Elle est issue d’une famille de la bourgeoisie lyonnaise, et je suis né dans une famille modeste, au cœur de la Vallée de l’Hérault.
Elle revendique haut et fort son catholicisme, et j’ai coutume de me présenter comme un athée paisible. Elle a écrit une biographie sur Benoît XVI, le pape incompris, et je ne cesse de raconter la grandeur de la loi de Séparation.
Elle est journaliste et rédactrice en chef adjointe à La Croix, et j’ai créé la collection Débats laïques chez L’Harmattan. Nous nous sommes d’ailleurs poliment affrontés, il y a deux ans, lors du « 28 minutes » d’Arte.

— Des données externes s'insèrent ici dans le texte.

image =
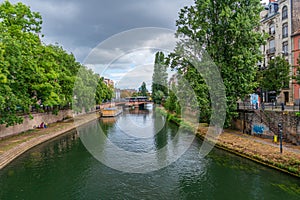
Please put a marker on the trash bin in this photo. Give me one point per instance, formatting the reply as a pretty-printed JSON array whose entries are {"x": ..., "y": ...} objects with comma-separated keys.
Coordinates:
[{"x": 275, "y": 138}]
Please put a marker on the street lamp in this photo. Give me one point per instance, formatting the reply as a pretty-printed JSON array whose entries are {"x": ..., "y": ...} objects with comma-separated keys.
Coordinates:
[{"x": 280, "y": 136}]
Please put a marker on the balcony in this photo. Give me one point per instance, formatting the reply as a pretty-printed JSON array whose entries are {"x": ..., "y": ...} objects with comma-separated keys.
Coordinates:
[{"x": 271, "y": 50}]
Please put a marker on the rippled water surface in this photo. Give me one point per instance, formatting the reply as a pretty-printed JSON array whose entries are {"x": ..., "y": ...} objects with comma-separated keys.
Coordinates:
[{"x": 64, "y": 169}]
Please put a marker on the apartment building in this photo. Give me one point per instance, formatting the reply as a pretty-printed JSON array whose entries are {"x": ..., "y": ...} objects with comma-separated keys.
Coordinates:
[{"x": 280, "y": 20}]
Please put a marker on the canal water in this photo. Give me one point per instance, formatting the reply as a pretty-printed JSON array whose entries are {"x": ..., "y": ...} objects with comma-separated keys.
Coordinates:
[{"x": 63, "y": 168}]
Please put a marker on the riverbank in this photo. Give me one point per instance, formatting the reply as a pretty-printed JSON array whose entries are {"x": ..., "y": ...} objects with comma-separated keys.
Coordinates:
[
  {"x": 11, "y": 148},
  {"x": 260, "y": 150}
]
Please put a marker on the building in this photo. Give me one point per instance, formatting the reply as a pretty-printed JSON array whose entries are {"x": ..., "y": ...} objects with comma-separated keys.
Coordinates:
[
  {"x": 280, "y": 20},
  {"x": 109, "y": 82},
  {"x": 296, "y": 54}
]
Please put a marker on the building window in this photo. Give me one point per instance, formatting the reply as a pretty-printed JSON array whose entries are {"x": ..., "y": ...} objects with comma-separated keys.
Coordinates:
[
  {"x": 271, "y": 47},
  {"x": 285, "y": 48},
  {"x": 284, "y": 12},
  {"x": 272, "y": 29},
  {"x": 284, "y": 30}
]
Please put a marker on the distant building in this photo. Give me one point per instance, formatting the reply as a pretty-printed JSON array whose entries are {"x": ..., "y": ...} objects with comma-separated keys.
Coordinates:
[
  {"x": 280, "y": 20},
  {"x": 108, "y": 82},
  {"x": 296, "y": 54}
]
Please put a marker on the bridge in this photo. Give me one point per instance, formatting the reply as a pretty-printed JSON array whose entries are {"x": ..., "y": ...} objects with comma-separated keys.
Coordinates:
[{"x": 130, "y": 102}]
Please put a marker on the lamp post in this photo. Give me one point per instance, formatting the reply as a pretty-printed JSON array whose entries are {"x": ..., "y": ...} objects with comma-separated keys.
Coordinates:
[{"x": 280, "y": 136}]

Elle y défendait avec talent le Concordat et l’école privée confessionnelle. J’argumentais avec fougue en faveur de Voltaire, de l’école publique et du grand tournant de 1905. Au fond, nous représentions les deux grandes traditions qui ont fait la France.

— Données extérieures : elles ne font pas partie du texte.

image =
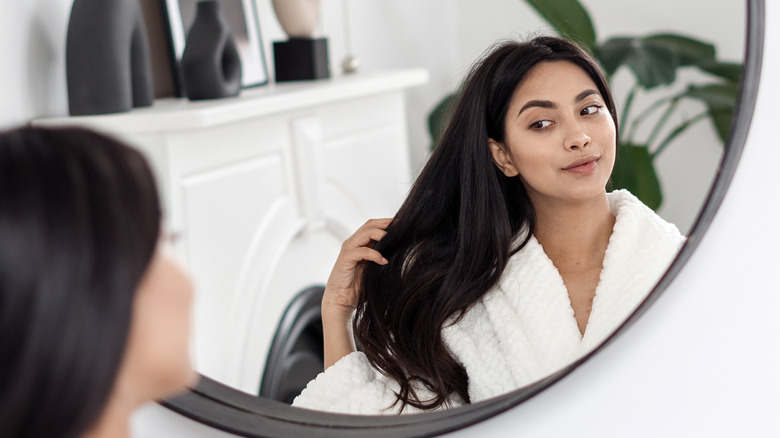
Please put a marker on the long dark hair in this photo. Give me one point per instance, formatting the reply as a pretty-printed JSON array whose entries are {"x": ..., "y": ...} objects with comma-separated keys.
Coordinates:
[
  {"x": 451, "y": 239},
  {"x": 79, "y": 223}
]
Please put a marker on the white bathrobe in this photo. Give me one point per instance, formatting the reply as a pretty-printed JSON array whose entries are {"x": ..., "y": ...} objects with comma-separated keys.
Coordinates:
[{"x": 524, "y": 328}]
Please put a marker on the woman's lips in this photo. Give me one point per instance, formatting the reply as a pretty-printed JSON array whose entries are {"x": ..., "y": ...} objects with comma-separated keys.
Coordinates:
[{"x": 583, "y": 166}]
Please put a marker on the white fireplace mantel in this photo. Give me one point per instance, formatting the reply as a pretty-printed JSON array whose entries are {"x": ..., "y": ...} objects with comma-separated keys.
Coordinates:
[{"x": 262, "y": 189}]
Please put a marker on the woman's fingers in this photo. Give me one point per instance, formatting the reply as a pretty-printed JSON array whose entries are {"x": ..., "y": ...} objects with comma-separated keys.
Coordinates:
[{"x": 371, "y": 231}]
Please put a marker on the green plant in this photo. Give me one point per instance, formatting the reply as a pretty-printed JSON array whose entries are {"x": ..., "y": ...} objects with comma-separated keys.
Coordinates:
[{"x": 653, "y": 61}]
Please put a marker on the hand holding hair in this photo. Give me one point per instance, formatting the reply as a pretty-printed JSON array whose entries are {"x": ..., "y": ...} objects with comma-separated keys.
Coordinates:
[{"x": 341, "y": 291}]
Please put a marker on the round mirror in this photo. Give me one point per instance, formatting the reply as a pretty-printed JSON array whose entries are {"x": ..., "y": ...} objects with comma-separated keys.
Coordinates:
[{"x": 693, "y": 158}]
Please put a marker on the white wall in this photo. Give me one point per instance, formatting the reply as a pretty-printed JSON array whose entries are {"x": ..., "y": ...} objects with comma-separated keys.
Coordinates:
[{"x": 443, "y": 36}]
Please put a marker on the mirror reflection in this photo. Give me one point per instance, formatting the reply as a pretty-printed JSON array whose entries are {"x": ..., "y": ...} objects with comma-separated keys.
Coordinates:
[
  {"x": 263, "y": 190},
  {"x": 660, "y": 73}
]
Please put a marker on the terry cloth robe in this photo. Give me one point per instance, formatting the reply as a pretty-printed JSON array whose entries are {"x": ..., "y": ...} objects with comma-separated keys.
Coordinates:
[{"x": 523, "y": 329}]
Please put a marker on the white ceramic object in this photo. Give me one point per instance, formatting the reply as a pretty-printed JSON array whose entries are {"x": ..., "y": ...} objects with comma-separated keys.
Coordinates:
[{"x": 298, "y": 18}]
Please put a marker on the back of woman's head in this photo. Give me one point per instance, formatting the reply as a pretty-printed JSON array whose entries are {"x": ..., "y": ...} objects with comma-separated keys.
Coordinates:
[
  {"x": 451, "y": 239},
  {"x": 79, "y": 223}
]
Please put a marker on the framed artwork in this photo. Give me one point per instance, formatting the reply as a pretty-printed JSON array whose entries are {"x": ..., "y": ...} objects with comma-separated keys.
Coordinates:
[{"x": 242, "y": 19}]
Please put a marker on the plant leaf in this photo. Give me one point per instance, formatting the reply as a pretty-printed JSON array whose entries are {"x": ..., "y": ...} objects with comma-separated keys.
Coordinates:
[
  {"x": 689, "y": 51},
  {"x": 652, "y": 65},
  {"x": 440, "y": 116},
  {"x": 717, "y": 96},
  {"x": 634, "y": 171},
  {"x": 569, "y": 18}
]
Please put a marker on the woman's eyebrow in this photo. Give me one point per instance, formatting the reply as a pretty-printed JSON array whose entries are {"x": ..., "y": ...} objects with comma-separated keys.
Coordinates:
[
  {"x": 549, "y": 104},
  {"x": 537, "y": 103},
  {"x": 584, "y": 94}
]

Si j’ai tenu à établir ces différences, cette distance entre elle et moi, c’est pour mieux faire saisir l’importance que j’accorde à son dernier ouvrage : Histoire d’un silence, où elle montre, preuves à l’appui, que l’Église a délibérément couvert, depuis les années 1980 jusqu’aux années 2000, les agissements d’un prêtre pédophile du clergé lyonnais, et où elle pointe la cécité ou la complaisance, dont a fait preuve à ce sujet le cardinal Barbarin.
Il fallait un courage peu commun à Isabelle de Gaulmyn, une droiture de caractère, une forme d’inflexibilité même, pour donner à lire au grand public les résultats d’une enquête sur cette face sombre de l’Église de France, après que l’Irlande et les États-Unis ont connu de semblables turpitudes, et ont subi les mêmes atermoiements.

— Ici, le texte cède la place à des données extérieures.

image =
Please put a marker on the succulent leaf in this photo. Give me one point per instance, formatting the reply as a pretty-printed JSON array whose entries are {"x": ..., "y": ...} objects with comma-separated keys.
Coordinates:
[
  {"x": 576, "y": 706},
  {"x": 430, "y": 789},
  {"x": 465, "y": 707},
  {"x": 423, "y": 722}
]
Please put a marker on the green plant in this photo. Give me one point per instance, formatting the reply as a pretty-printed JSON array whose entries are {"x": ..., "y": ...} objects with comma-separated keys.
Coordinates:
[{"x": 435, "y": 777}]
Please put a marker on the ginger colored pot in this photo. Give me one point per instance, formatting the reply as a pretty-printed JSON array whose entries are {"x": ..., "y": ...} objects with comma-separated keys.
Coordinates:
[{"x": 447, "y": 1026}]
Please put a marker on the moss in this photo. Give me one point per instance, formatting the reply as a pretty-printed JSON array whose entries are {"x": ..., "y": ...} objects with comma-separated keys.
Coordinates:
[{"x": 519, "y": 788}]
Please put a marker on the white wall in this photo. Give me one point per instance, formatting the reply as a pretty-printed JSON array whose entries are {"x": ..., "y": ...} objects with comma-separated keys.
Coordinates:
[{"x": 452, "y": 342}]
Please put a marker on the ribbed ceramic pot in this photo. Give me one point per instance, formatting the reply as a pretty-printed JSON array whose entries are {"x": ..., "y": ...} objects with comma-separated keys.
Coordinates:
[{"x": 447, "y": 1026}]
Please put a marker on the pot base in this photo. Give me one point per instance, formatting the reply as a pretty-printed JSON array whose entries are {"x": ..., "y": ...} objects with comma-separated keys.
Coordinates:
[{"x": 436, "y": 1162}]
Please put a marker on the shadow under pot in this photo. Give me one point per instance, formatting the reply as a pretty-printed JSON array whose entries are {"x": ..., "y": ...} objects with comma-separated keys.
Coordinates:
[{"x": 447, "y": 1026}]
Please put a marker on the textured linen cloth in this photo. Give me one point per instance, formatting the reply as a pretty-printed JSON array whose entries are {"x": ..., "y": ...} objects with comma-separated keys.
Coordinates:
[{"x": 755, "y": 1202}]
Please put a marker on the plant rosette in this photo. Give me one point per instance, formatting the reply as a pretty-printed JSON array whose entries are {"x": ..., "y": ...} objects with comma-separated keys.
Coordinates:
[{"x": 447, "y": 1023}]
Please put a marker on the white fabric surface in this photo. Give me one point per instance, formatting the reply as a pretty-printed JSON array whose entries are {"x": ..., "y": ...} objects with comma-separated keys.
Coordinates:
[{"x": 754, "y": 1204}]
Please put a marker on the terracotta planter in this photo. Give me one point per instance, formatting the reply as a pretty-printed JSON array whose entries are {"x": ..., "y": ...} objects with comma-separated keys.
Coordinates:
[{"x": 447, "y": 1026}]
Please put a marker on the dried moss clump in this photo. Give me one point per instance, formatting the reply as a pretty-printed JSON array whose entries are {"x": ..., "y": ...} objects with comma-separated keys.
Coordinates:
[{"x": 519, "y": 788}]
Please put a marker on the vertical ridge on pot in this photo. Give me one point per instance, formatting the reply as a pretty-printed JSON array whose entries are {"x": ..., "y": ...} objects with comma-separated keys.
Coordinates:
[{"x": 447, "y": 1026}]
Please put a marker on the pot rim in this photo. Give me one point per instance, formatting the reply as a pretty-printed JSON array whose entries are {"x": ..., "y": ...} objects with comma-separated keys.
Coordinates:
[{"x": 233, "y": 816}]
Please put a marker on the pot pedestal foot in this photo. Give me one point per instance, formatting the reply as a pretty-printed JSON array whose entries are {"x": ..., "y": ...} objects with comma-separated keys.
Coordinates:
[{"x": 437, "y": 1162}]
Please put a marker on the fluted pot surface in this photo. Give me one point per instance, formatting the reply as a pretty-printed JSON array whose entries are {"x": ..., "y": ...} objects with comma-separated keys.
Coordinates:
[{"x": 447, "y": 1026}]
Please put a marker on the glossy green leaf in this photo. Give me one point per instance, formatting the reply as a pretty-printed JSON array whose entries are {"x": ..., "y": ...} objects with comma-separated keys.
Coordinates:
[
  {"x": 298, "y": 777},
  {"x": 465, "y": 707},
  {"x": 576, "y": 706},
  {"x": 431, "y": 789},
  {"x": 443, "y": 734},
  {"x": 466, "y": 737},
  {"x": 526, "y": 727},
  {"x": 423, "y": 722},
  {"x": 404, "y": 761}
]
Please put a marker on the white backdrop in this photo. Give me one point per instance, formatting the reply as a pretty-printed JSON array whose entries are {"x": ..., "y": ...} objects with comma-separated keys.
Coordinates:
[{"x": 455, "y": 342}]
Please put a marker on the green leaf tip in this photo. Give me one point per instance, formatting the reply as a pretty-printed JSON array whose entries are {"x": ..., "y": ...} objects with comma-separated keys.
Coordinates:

Elle a voulu tourner la page, obliger les catholiques à un examen de conscience, rendre impossible le retour de tels errements au sein de leur Église. Et c’est impressionnant. Il lui arrive même de s’interroger sur la cause profonde d’un tel comportement et de mettre en question la « sacralisation » du prêtre. Certains passages ont des accents qui rappellent la Réforme protestante. Mais ici je m’aventure en terrain mal connu…
Alors, se demandera-t-on, a-t-elle eu l’audace d’aller jusqu’au bout ? Hélas, non, puisqu’elle n’ose pas tirer cette conséquence de bon sens : le cardinal Barbarin aurait dû se retirer après un tel fiasco ; et le pape aurait dû l’appeler à Rome pour y jouir d’une sinécure, au lieu de le conforter.
C’est en tout cas ce que j’aurais écrit en conclusion de ce livre remarquable, où elle brise un silence assourdissant, ce qui est déjà beaucoup.